How to create a pivot table on extremely large dataframes in Pandas

I need to create a pivot table of 2000 columns by around 30-50 million rows from a dataset of around 60 million rows. I've tried pivoting in chunks of 100,000 rows, and that works, but when I try to recombine the DataFrames by doing a .append() followed by .groupby('someKey').sum(), all my memory is taken up and python eventually crashes.
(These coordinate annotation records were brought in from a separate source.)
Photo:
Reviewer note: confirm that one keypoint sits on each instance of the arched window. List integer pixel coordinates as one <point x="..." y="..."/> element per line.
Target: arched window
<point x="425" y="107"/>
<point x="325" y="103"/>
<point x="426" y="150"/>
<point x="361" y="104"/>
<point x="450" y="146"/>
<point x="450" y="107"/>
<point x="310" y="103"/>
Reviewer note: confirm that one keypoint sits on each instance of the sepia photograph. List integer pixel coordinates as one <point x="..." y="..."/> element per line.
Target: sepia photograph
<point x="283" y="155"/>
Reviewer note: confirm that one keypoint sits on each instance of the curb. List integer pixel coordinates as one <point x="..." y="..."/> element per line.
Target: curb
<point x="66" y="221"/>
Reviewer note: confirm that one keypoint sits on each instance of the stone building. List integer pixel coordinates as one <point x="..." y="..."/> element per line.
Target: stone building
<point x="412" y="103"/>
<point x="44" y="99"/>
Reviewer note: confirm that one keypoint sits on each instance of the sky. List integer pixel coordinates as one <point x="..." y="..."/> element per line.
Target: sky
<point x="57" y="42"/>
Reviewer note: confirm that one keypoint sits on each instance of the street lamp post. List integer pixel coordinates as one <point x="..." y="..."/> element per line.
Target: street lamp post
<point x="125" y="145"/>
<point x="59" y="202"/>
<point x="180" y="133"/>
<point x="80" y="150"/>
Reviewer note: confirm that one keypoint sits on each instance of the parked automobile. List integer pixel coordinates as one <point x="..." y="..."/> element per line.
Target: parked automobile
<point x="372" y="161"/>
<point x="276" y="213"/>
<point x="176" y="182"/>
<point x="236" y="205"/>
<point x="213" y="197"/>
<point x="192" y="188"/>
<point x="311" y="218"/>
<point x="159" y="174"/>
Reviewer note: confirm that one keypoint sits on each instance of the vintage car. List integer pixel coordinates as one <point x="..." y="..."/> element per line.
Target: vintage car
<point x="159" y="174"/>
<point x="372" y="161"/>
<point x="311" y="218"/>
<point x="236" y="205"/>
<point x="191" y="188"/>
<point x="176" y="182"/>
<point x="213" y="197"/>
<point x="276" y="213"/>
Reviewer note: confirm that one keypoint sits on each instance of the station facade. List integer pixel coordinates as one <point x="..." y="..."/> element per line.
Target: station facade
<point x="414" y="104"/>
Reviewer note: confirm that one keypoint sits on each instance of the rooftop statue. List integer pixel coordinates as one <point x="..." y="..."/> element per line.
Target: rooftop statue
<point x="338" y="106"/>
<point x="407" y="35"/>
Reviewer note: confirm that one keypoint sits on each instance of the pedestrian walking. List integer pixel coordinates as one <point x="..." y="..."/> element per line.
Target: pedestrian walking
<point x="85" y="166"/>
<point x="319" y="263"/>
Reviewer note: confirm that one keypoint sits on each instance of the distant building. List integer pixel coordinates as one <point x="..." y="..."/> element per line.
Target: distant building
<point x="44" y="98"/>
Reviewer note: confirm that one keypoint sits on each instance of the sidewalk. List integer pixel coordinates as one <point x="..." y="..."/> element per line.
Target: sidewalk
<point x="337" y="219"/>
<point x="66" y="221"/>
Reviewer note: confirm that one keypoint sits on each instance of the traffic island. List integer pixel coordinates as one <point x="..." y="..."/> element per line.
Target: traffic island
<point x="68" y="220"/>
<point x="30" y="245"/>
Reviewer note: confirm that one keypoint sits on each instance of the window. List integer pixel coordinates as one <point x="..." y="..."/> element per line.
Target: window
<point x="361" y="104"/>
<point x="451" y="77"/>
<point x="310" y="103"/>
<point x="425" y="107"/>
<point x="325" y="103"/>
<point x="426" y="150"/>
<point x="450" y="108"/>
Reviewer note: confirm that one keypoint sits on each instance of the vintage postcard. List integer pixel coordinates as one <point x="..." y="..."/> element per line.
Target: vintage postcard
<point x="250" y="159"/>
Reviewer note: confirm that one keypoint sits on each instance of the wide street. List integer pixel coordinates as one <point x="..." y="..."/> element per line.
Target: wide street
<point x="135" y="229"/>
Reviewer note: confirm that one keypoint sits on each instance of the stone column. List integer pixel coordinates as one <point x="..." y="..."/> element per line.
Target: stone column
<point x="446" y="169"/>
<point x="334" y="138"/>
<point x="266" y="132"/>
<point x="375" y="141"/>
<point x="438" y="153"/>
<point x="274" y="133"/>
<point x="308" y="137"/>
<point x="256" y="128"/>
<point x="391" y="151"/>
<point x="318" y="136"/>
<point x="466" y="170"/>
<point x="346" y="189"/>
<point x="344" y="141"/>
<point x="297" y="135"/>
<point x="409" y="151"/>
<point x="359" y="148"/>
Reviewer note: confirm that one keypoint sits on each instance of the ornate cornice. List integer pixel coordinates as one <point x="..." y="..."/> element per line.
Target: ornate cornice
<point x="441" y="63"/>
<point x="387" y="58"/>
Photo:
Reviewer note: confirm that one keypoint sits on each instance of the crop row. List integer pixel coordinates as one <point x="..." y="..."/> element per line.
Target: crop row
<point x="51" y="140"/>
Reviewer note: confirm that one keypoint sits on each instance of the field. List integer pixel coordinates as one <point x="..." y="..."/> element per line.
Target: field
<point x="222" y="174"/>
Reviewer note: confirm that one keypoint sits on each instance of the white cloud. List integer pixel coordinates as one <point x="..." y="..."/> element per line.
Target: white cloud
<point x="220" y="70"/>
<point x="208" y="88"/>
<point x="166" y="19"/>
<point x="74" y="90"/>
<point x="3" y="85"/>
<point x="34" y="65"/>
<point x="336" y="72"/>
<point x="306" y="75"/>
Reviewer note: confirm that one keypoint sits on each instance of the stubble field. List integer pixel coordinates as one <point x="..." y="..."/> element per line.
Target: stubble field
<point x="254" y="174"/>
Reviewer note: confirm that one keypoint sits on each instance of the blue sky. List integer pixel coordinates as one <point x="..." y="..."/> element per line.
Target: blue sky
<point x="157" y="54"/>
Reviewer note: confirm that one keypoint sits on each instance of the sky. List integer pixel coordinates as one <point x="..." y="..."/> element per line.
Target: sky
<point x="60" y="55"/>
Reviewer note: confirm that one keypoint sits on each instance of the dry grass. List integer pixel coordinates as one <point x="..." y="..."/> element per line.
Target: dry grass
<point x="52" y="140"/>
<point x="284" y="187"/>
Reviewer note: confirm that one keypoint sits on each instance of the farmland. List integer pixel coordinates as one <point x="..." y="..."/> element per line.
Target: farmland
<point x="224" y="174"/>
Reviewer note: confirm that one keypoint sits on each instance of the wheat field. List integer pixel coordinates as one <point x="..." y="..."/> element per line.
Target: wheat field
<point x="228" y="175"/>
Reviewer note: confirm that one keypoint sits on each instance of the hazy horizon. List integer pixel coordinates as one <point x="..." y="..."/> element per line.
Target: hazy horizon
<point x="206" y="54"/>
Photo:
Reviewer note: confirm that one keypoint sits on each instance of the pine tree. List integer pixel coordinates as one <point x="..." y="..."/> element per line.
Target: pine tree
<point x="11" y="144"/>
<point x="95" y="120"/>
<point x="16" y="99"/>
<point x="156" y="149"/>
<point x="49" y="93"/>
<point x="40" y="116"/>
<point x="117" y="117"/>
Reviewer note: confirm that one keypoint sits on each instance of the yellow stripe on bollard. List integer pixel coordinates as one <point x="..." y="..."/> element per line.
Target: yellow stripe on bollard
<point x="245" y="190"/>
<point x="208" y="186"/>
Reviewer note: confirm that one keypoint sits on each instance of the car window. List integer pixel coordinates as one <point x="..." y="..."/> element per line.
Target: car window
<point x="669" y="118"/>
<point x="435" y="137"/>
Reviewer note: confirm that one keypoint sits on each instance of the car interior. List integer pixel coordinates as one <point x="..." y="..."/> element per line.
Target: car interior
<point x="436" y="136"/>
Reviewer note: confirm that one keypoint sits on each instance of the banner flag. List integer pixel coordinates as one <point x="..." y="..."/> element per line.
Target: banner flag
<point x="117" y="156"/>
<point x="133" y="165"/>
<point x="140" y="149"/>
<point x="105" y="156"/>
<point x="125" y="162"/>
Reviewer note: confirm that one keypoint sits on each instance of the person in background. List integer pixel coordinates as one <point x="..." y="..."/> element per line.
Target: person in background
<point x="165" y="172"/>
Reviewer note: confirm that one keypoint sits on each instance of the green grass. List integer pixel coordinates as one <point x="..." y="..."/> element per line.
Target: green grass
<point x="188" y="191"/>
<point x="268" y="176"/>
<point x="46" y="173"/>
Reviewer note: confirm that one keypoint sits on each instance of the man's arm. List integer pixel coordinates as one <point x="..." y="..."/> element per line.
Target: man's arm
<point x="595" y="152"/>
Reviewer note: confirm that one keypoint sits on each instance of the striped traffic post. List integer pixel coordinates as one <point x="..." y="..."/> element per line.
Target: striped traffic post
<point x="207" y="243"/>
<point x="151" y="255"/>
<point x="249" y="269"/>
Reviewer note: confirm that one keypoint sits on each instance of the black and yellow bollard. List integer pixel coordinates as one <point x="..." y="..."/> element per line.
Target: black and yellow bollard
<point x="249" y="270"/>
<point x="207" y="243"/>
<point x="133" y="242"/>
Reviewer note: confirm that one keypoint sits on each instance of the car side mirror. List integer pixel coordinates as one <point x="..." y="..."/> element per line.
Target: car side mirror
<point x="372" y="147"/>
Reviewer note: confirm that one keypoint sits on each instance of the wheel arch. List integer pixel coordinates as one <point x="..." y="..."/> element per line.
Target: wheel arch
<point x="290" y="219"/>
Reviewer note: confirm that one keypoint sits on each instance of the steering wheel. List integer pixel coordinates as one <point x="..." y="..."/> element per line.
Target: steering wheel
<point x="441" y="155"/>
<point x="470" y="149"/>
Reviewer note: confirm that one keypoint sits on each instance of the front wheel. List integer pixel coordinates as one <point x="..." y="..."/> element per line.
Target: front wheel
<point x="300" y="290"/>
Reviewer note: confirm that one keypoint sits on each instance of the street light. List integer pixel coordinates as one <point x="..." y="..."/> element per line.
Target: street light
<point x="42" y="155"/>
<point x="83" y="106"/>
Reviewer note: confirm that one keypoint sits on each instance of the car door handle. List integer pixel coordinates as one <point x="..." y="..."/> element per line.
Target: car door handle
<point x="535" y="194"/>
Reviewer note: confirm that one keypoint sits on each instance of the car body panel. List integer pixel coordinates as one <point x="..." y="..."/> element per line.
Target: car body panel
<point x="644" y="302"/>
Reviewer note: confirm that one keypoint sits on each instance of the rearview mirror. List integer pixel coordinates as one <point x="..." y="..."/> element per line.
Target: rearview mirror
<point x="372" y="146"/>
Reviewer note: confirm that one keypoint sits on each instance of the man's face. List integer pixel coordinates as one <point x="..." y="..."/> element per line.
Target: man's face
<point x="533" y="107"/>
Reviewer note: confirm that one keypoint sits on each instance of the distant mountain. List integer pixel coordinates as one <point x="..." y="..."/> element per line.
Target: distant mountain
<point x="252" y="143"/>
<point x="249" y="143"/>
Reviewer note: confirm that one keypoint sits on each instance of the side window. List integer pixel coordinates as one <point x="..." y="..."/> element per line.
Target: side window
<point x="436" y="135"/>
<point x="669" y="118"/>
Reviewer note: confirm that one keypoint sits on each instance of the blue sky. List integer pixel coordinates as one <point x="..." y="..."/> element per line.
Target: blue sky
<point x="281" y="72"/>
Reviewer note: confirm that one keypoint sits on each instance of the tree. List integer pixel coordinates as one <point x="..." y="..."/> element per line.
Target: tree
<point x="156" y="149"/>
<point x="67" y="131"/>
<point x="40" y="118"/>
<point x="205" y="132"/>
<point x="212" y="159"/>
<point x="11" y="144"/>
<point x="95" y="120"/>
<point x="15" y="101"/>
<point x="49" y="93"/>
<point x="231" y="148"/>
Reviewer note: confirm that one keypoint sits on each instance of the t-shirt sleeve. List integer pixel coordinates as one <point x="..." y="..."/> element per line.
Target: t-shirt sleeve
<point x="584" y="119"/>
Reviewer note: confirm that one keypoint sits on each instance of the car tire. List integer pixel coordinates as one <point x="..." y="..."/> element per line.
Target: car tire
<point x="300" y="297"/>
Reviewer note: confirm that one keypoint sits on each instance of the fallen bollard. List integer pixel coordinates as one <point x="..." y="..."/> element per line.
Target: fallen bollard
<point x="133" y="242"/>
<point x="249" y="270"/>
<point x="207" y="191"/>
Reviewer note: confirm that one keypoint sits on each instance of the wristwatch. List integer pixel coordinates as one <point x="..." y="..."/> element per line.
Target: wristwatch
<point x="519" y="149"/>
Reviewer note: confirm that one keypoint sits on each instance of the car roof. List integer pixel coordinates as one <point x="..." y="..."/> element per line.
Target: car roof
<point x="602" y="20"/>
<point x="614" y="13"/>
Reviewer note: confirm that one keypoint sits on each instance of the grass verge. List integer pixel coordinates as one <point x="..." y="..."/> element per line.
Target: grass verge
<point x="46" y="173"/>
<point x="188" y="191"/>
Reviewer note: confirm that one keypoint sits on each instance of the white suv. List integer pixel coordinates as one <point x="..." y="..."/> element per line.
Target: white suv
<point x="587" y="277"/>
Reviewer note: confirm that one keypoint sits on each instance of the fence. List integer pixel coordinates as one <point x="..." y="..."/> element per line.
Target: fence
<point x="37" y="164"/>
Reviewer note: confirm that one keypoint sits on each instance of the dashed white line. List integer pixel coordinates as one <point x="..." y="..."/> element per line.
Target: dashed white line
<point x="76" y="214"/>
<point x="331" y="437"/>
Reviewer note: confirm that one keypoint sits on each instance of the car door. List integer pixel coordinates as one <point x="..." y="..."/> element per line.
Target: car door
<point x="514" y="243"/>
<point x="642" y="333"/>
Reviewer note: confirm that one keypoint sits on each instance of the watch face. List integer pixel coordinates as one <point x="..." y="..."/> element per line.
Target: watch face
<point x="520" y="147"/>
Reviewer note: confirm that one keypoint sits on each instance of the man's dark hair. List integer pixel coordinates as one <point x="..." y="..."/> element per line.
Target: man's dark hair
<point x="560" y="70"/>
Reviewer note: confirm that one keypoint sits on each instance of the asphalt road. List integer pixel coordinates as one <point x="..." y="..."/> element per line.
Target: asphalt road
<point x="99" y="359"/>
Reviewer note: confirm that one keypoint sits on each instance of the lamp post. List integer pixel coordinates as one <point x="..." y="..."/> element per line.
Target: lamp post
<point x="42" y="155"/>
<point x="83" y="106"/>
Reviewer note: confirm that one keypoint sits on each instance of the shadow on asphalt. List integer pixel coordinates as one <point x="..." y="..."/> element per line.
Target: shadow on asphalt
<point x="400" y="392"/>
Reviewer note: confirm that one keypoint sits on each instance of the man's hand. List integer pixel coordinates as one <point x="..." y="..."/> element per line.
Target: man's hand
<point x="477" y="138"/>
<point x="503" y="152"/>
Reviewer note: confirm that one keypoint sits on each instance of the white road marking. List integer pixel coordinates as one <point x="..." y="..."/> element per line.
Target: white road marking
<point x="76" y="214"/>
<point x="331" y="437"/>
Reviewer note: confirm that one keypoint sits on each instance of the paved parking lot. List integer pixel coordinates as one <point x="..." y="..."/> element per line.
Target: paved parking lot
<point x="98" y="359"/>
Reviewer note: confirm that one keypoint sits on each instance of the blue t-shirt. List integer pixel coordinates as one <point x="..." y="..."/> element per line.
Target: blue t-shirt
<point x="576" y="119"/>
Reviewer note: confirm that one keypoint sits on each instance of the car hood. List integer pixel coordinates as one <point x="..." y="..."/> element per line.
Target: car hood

How can I do a pivot on data this large with a limited ammount of RAM?
EDIT: adding sample code
The following code includes various test outputs along the way, but the last print is what we're really interested in. Note that if we change segMax to 3, instead of 4, the code will produce a false positive for correct output. The main issue is that if a shipmentid entry is not in each and every chunk that sum(wawa) looks at, it doesn't show up in the output.
import pandas as pd
import numpy as np
import random
from pandas.io.pytables import *
import os
pd.set_option('io.hdf.default_format','table')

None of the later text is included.